There were two policemen in Miss Ambrose’s office, and their uniforms seemed to take up all the space. Miss Ambrose was crowded into the corner, squeezed up against her desk, watching them lift everything out of the filing cabinets.

‘Fraud, do you think?’ Jack said. ‘Has someone been cooking the books?’

‘Miss Ambrose doesn’t look the type, does she?’ I said. ‘She buys all her clothes from Marks & Spencer.’

Jack wandered over to the noticeboard and lingered by the door.

‘Does shopping at Marks & Spencer offer some kind of indemnity?’ Elsie said. ‘Because if that’s the case, half of Cherry Tree must be sainted.’

Jack wandered back. ‘Can’t hear a bloody word,’ he said.
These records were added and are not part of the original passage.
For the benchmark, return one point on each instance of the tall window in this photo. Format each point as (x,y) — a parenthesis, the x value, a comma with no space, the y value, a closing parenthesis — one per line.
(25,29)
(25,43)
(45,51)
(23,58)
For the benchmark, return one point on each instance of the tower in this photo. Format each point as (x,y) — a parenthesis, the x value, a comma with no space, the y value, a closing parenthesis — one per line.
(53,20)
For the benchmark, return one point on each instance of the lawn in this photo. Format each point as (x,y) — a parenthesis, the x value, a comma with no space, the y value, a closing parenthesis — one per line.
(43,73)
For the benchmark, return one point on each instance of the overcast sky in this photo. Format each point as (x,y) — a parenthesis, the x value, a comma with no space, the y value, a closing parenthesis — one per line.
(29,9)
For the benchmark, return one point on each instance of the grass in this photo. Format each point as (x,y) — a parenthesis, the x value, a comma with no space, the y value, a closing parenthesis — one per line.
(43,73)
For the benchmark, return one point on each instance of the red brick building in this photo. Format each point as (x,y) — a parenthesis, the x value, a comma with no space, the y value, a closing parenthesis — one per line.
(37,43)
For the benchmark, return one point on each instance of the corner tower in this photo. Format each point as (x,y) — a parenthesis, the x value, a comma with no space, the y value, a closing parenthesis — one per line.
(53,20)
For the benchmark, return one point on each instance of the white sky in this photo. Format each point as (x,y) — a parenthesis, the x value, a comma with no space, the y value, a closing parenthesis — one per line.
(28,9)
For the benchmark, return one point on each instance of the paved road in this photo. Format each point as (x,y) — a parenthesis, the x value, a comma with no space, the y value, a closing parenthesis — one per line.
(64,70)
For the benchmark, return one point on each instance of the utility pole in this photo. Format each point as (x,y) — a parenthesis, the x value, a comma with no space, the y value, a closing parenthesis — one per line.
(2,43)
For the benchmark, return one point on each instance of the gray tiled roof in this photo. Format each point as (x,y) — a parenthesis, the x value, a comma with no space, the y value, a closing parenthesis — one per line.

We sat in a row on the sofa. After a few minutes, Handy Simon appeared through the double doors with a clipboard, but as soon as he saw the policemen, he took three steps backwards and disappeared again.

‘Do you think they’re after the handyman?’ I said. ‘It’s usually the handyman, isn’t it? Or someone in the background, someone you’ve not noticed very much.’

Elsie stared at me. ‘Life isn’t an episode of Columbo.’

‘Sometimes it is,’ I said.

The policemen left ten minutes later, with a selection of envelopes and their hats back on. Miss Ambrose watched us for a while through the chequered glass. There was a moment when I thought I saw her smile, but perhaps I was mistaken. When she finally left the office, Jack opened his eyes and shouted, ‘What was all that about, then?’ and Miss Ambrose said, ‘You tell me and we’ll both know,’ which confused me for a good fifteen minutes.

‘At least it’s taken our minds off the hospital,’ I said.

Jack turned from watching Miss Ambrose disappear along the corridor. ‘And how did that go?’

‘You can only do your best,’ I said. ‘Can’t you?’

Jack looked at me, and his eyes held my words for a moment. ‘You look after yourself, Florence, won’t you? We all need help from time to time. All you have to do is reach out and ask for it.’

‘I don’t think I deserve any,’ I said.

‘Of course you do. Everyone does. What on earth makes you say that?’

The words came out before I had a chance to go through them first.

‘I was so sure it was Ronnie who drowned, not Gabriel Price. I would have put my life on it.’

I watched him hesitate. ‘How can you be so certain, Flo?’ he said.

I looked him straight in the eye. ‘Because I was the one who pushed him in.’